Ein Großteil der Objekte wurde bereits während der Ausgrabung durch eine Restauratorin geborgen und unmittelbar erstversorgt. Insbesondere die Eisenobjekte sind dadurch ungewöhnlich gut erhalten. Am Keltenmuseum Hallein werden die Objekte nun dauerhaft konserviert und weiter analysiert. Neben den Körpergräbern wurde auch eine Urnenbestattung entdeckt, die im Block geborgen wurde. Die „Ausgrabung in der Werkstatt“ ermöglichte eine detaillierte Dokumentation mit Fotografien und 3D-Modellen sowie die Bergung äußerst fragiler Funde, darunter dünne Bronzeobjekte.

Schenkung an das Keltenmuseum Hallein

Von besonderer Bedeutung für die Stadt Hallein ist, dass das gesamte Fundkonvolut dank des Entgegenkommens der Grundeigentümer als Schenkung in den Sammlungsbestand des Keltenmuseums Hallein überging.

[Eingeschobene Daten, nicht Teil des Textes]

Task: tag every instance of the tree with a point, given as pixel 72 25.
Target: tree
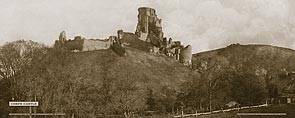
pixel 16 59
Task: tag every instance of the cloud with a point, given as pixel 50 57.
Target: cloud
pixel 205 24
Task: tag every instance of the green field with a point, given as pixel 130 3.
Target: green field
pixel 289 109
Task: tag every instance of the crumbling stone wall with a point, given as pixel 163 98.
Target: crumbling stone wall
pixel 96 44
pixel 81 44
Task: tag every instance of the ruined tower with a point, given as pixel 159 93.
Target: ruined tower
pixel 186 55
pixel 149 25
pixel 62 37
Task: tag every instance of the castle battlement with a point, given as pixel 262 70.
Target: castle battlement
pixel 148 34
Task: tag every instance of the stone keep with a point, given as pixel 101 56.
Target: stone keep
pixel 149 25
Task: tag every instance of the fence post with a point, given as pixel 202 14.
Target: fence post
pixel 196 113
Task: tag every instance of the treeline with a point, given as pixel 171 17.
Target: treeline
pixel 56 79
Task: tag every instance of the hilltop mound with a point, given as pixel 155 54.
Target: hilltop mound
pixel 273 63
pixel 100 81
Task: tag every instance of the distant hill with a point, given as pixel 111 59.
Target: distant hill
pixel 272 62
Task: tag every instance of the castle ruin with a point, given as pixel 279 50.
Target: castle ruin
pixel 148 37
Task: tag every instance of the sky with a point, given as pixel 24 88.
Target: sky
pixel 204 24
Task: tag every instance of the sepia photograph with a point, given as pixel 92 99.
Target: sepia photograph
pixel 147 59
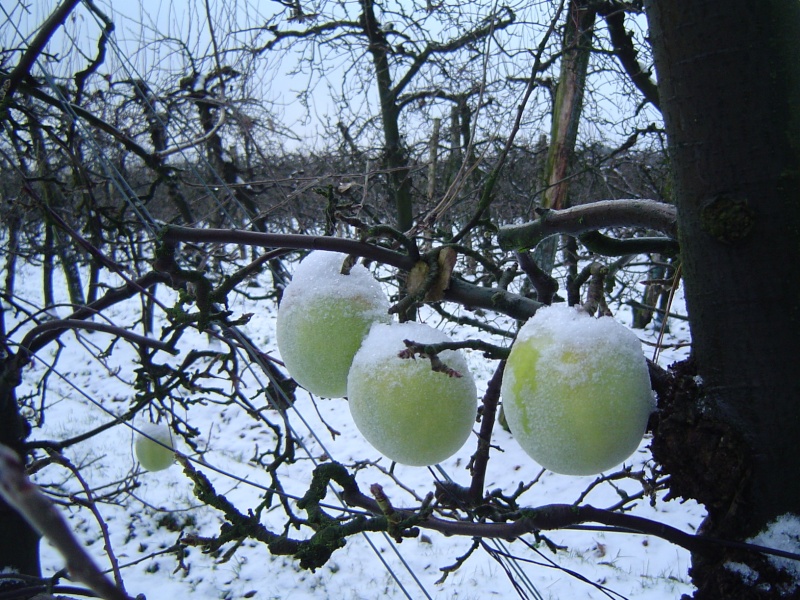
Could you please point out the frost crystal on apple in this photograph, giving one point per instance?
(406, 410)
(576, 391)
(150, 452)
(323, 317)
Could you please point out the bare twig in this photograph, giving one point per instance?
(18, 491)
(590, 217)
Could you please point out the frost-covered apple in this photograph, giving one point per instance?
(151, 454)
(323, 318)
(576, 391)
(408, 412)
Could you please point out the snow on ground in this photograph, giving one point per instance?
(85, 392)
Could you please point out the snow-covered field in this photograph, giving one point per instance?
(145, 519)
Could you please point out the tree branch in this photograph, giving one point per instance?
(590, 217)
(23, 68)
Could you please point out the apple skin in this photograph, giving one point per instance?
(408, 412)
(576, 391)
(322, 320)
(152, 455)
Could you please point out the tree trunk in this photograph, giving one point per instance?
(567, 108)
(729, 83)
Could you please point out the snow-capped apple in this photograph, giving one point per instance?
(152, 455)
(406, 410)
(323, 318)
(576, 391)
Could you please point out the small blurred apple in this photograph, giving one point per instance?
(322, 320)
(576, 391)
(408, 412)
(151, 454)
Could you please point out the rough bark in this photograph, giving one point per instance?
(729, 84)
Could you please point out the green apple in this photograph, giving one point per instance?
(408, 412)
(576, 391)
(322, 320)
(152, 455)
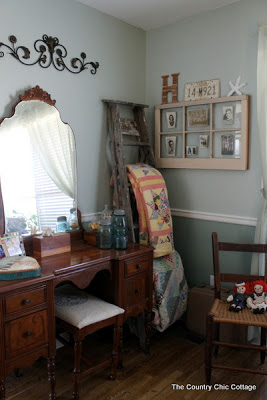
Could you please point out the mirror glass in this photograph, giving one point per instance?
(37, 167)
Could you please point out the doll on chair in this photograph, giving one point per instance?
(239, 299)
(257, 301)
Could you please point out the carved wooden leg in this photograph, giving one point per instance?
(18, 373)
(120, 365)
(76, 370)
(208, 348)
(115, 352)
(263, 343)
(51, 377)
(2, 390)
(148, 331)
(216, 337)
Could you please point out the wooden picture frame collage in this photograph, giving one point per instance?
(203, 134)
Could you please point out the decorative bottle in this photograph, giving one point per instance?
(62, 224)
(120, 236)
(106, 214)
(104, 234)
(73, 220)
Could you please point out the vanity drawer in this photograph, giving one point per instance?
(136, 290)
(25, 300)
(26, 333)
(133, 266)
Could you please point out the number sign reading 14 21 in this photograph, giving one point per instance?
(202, 90)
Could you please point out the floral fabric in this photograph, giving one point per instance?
(170, 291)
(155, 222)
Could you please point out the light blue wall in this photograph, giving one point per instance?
(117, 46)
(218, 44)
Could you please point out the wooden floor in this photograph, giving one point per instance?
(174, 359)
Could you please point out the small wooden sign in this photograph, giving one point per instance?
(202, 90)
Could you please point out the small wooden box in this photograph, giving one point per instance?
(50, 245)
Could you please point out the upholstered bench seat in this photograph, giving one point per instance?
(81, 309)
(80, 314)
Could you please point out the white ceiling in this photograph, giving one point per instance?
(150, 14)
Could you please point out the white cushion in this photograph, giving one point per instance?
(81, 309)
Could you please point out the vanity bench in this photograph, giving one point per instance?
(124, 277)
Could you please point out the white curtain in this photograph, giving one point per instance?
(54, 143)
(258, 261)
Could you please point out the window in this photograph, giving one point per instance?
(30, 196)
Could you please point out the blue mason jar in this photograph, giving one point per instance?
(104, 235)
(62, 224)
(120, 235)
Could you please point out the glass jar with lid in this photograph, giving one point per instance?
(62, 224)
(73, 220)
(104, 235)
(120, 234)
(106, 213)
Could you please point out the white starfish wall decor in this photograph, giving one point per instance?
(235, 87)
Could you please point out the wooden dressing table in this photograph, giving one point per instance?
(124, 277)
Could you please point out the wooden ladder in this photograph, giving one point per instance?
(136, 131)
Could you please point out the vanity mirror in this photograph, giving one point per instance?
(37, 165)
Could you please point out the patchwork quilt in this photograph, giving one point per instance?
(170, 290)
(155, 222)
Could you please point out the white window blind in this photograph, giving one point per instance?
(26, 187)
(51, 202)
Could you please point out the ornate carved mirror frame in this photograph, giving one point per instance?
(35, 93)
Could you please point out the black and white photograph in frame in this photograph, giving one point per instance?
(203, 141)
(228, 115)
(191, 151)
(227, 145)
(171, 145)
(171, 119)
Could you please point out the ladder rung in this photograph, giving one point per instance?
(133, 133)
(136, 144)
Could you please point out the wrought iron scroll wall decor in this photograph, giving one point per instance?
(51, 52)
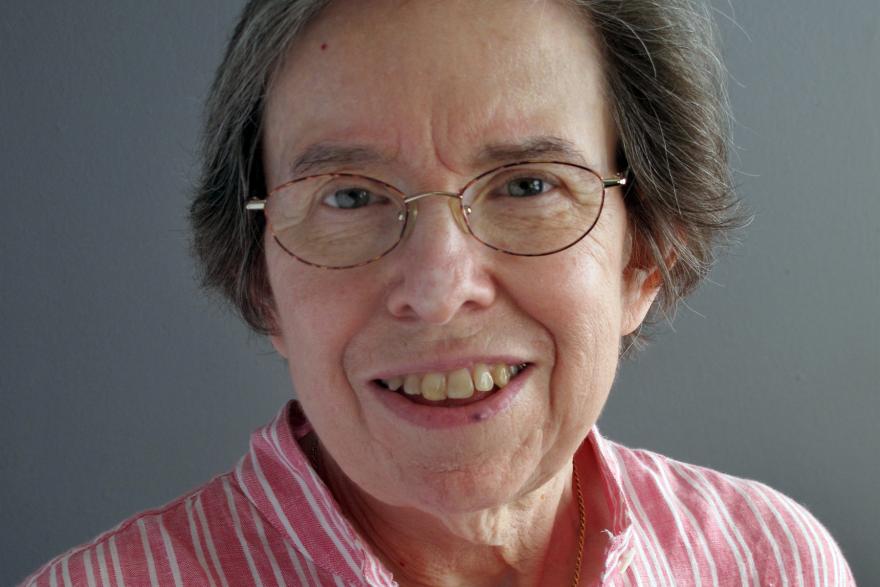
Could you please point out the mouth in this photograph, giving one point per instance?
(460, 387)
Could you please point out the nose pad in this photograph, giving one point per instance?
(454, 208)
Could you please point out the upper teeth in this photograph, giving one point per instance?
(458, 384)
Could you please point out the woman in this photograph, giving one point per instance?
(452, 219)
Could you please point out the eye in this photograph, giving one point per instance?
(349, 198)
(523, 187)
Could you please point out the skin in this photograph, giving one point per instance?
(429, 84)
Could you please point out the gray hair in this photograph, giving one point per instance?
(667, 93)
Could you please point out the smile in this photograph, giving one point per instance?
(453, 388)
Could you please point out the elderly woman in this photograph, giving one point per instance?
(452, 219)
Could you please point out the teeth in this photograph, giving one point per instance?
(459, 384)
(412, 385)
(500, 375)
(482, 378)
(434, 387)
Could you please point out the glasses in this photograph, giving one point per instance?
(343, 220)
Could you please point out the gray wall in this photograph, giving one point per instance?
(121, 386)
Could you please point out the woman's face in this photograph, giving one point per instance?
(431, 87)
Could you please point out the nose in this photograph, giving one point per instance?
(439, 270)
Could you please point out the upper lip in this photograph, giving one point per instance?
(444, 365)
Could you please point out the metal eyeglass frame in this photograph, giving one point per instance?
(253, 204)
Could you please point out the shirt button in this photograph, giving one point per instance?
(625, 561)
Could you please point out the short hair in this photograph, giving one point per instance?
(666, 88)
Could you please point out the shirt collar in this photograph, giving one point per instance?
(290, 485)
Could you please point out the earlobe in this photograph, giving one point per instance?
(641, 289)
(279, 344)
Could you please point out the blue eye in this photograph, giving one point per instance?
(523, 187)
(349, 198)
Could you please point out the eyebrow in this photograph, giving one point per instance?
(325, 156)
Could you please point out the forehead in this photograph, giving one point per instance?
(427, 78)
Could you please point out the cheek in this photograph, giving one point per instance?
(319, 312)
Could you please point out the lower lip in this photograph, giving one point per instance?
(450, 417)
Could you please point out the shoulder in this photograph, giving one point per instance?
(152, 546)
(728, 523)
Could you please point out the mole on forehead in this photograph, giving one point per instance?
(323, 155)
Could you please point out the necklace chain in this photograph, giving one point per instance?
(582, 517)
(582, 527)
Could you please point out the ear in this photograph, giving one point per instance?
(279, 343)
(641, 284)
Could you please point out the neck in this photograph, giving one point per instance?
(509, 544)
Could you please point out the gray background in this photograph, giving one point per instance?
(122, 386)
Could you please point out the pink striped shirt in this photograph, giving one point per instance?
(271, 521)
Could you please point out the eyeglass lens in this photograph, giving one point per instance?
(346, 220)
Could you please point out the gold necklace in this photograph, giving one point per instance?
(582, 516)
(582, 527)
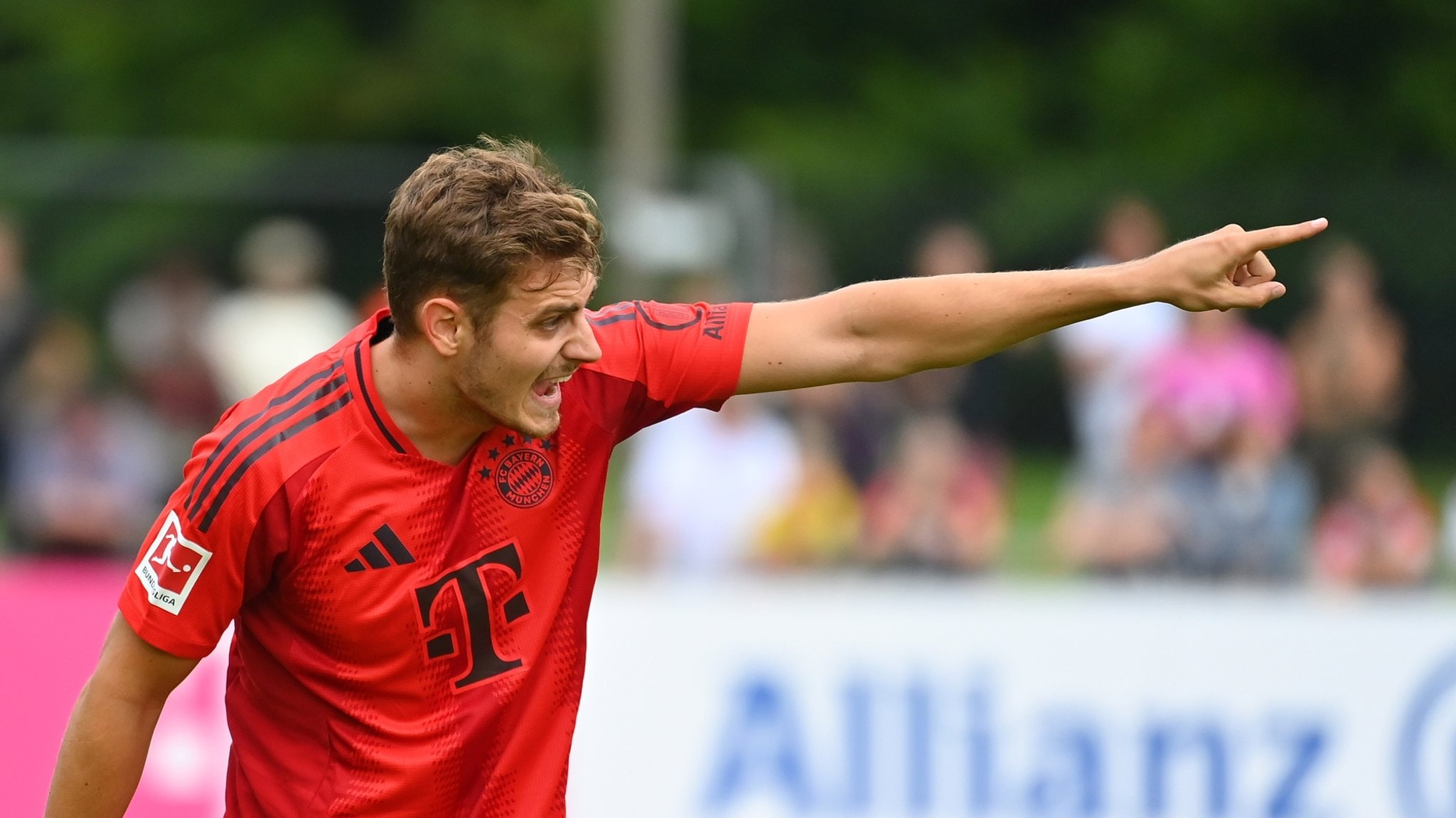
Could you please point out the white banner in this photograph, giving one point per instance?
(874, 699)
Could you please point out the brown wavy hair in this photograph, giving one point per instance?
(471, 220)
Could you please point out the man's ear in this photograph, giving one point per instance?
(446, 325)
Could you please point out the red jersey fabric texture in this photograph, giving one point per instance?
(410, 637)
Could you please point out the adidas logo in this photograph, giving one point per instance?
(370, 556)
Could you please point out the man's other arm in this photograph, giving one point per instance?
(886, 329)
(111, 726)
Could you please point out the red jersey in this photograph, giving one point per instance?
(410, 635)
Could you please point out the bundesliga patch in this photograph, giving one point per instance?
(172, 566)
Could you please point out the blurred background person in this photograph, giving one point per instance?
(19, 321)
(819, 523)
(1244, 501)
(936, 507)
(87, 465)
(283, 315)
(970, 393)
(1125, 524)
(1349, 353)
(701, 488)
(156, 330)
(1103, 358)
(1378, 530)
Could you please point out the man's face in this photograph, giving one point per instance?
(535, 340)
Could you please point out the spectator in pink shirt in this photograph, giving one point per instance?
(1379, 530)
(1228, 392)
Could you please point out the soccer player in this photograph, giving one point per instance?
(404, 530)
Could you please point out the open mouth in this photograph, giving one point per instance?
(550, 389)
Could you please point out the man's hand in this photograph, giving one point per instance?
(886, 329)
(1222, 269)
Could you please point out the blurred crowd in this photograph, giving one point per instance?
(1203, 447)
(1203, 450)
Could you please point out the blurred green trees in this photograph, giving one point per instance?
(1024, 115)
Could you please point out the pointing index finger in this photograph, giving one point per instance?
(1270, 237)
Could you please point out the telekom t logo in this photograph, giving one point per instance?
(481, 657)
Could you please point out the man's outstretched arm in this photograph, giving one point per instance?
(886, 329)
(111, 726)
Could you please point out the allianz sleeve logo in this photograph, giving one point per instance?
(171, 566)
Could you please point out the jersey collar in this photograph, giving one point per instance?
(358, 362)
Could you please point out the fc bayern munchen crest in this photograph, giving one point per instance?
(525, 478)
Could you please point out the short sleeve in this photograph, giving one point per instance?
(194, 569)
(660, 360)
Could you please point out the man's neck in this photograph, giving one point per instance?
(422, 401)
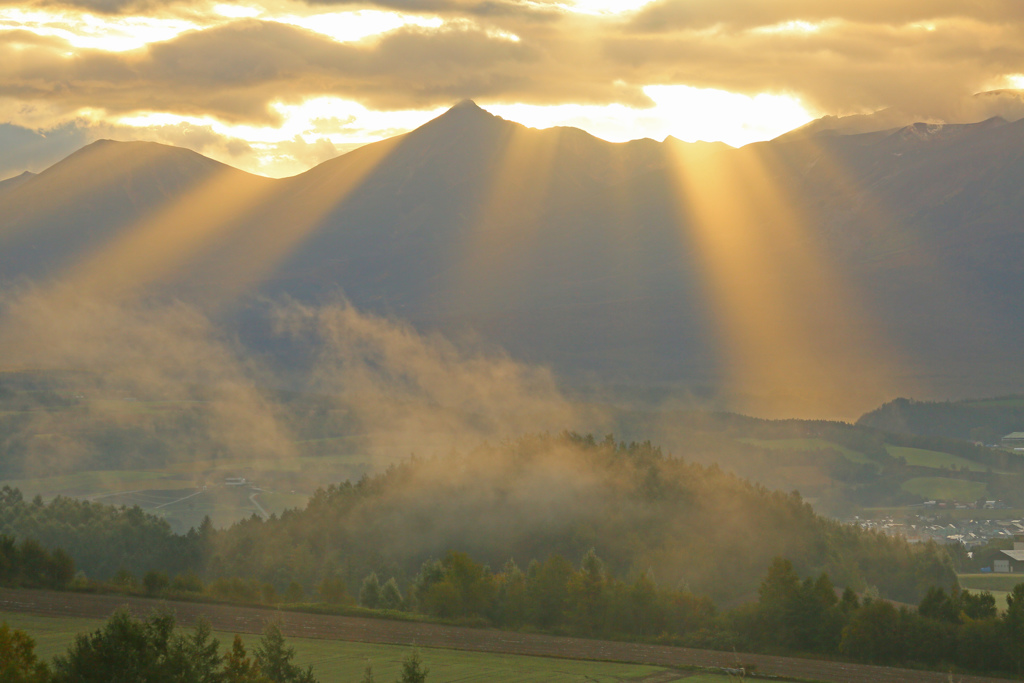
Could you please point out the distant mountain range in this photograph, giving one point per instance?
(640, 264)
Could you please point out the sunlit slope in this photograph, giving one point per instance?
(133, 201)
(820, 272)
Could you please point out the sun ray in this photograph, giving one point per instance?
(793, 332)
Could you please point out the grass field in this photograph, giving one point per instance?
(923, 458)
(990, 582)
(944, 488)
(807, 444)
(337, 662)
(999, 585)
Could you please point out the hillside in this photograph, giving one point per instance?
(680, 523)
(873, 258)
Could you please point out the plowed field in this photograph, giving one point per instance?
(249, 620)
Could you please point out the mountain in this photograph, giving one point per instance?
(821, 271)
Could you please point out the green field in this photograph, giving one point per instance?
(923, 458)
(944, 488)
(807, 444)
(990, 582)
(338, 662)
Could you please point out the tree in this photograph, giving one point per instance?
(123, 650)
(199, 654)
(390, 595)
(370, 593)
(413, 670)
(871, 634)
(1013, 627)
(155, 583)
(238, 667)
(17, 657)
(273, 658)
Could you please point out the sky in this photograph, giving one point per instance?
(276, 86)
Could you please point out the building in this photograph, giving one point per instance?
(1013, 560)
(1013, 440)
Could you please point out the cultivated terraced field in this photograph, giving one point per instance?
(249, 620)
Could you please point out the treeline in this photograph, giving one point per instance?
(552, 596)
(947, 630)
(28, 564)
(645, 512)
(678, 522)
(102, 539)
(984, 421)
(129, 650)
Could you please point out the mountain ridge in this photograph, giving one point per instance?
(568, 250)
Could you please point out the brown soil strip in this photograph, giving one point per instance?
(251, 620)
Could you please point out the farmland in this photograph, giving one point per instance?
(540, 656)
(945, 488)
(925, 458)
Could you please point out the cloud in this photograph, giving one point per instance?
(202, 394)
(236, 72)
(921, 57)
(26, 150)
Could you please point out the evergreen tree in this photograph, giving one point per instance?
(17, 657)
(273, 658)
(370, 593)
(413, 670)
(390, 597)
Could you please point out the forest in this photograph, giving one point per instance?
(644, 513)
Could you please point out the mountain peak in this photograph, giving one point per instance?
(467, 105)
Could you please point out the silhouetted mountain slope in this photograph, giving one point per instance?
(638, 262)
(92, 198)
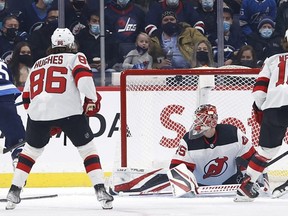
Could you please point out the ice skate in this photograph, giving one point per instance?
(248, 191)
(13, 197)
(280, 190)
(14, 163)
(103, 197)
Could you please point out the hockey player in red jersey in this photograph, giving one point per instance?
(209, 150)
(52, 98)
(271, 111)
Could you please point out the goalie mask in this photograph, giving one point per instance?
(62, 37)
(172, 3)
(205, 118)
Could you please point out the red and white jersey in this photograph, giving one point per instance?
(271, 87)
(213, 161)
(54, 86)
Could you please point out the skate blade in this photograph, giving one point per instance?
(242, 198)
(277, 194)
(106, 204)
(10, 205)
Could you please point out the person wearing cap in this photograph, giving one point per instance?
(173, 45)
(184, 11)
(251, 13)
(267, 42)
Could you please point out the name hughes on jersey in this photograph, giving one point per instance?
(57, 59)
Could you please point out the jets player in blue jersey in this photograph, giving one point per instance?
(10, 122)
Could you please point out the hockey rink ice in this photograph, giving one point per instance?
(82, 201)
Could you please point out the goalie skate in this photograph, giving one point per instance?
(103, 197)
(280, 190)
(247, 191)
(13, 197)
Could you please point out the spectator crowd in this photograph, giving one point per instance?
(144, 34)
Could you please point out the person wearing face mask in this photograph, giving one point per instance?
(208, 14)
(176, 38)
(3, 11)
(139, 58)
(34, 15)
(89, 42)
(246, 56)
(267, 42)
(10, 36)
(125, 20)
(233, 39)
(251, 12)
(184, 11)
(203, 55)
(40, 39)
(76, 15)
(21, 63)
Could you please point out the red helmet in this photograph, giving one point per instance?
(206, 117)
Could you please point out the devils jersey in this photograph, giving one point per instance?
(54, 86)
(270, 89)
(212, 161)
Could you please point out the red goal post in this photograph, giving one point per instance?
(157, 109)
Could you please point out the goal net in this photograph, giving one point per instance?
(157, 108)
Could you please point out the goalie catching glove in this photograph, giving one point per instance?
(91, 108)
(258, 114)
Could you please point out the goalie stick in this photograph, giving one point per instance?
(34, 197)
(202, 190)
(244, 163)
(5, 150)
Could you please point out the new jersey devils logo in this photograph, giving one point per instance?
(215, 167)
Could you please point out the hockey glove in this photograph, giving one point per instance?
(258, 114)
(91, 108)
(55, 130)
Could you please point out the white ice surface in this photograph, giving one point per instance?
(82, 202)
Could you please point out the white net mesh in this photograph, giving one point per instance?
(157, 110)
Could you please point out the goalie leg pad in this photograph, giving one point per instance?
(280, 190)
(183, 181)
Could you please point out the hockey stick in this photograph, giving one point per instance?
(19, 103)
(202, 190)
(5, 150)
(34, 197)
(244, 163)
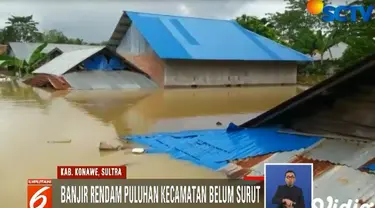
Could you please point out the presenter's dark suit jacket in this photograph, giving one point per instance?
(293, 193)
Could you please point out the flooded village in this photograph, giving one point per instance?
(163, 73)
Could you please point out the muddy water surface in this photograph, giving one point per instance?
(32, 118)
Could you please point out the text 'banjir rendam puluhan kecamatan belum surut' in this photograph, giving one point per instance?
(160, 194)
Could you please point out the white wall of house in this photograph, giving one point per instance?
(133, 43)
(210, 73)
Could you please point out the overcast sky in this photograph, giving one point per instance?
(95, 20)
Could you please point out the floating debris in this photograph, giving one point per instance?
(138, 150)
(103, 146)
(60, 142)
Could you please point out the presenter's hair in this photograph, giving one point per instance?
(290, 171)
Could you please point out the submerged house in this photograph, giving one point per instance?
(93, 68)
(23, 51)
(341, 111)
(188, 51)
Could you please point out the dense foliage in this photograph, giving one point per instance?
(295, 28)
(308, 34)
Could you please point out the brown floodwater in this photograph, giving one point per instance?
(32, 118)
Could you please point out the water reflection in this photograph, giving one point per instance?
(30, 118)
(180, 108)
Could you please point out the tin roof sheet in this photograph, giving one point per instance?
(207, 39)
(344, 183)
(66, 61)
(88, 80)
(342, 152)
(24, 50)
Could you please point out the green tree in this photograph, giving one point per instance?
(24, 67)
(54, 36)
(294, 21)
(21, 29)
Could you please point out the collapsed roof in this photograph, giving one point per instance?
(93, 68)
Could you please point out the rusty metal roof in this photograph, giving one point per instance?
(344, 183)
(342, 152)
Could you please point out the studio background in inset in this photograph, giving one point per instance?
(275, 176)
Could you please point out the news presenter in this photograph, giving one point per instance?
(289, 195)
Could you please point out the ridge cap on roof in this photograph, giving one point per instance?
(179, 16)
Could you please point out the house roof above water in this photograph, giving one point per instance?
(202, 39)
(24, 50)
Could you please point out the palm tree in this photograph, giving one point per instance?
(24, 67)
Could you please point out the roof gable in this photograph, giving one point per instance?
(24, 50)
(175, 37)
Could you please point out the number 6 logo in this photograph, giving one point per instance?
(38, 195)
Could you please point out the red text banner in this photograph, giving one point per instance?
(91, 172)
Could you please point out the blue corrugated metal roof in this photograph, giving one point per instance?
(214, 148)
(176, 37)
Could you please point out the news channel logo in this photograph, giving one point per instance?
(341, 13)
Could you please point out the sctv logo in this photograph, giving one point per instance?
(340, 13)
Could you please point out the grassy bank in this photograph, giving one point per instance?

Dadurch sind die dauerhafte Erhaltung, der uneingeschränkte wissenschaftliche Zugang sowie die öffentliche Präsentation dieser herausragenden Neufunde gewährleistet.

Exklusive Präsentation der Neufunde

Von 12. bis 15. März wird ein exklusiver Einblick in die Neufunde geboten, die als Intervention in der Dauerausstellung zu den Kelten präsentiert werden. Vertiefende Hintergrundinformationen bietet bereits am 11. März ein Vortrag mit Peter Höglinger vom Bundesdenkmalamt Salzburg, der die Grabung behördlich begleitet hat und erste Erkenntnisse vorstellen wird. Anschließend ermöglichen Rundgänge mit der Restauratorin des Keltenmuseums Hallein, Saskia Stefaniak, Einblicke in die konservatorischen Maßnahmen und Zielsetzungen. Am 14. März berichten die Archäologinnen Julia Haas und Anna Holzner über die unterschiedlichen Wege, auf denen Objekte in die Sammlung und in die Ausstellungen gelangen.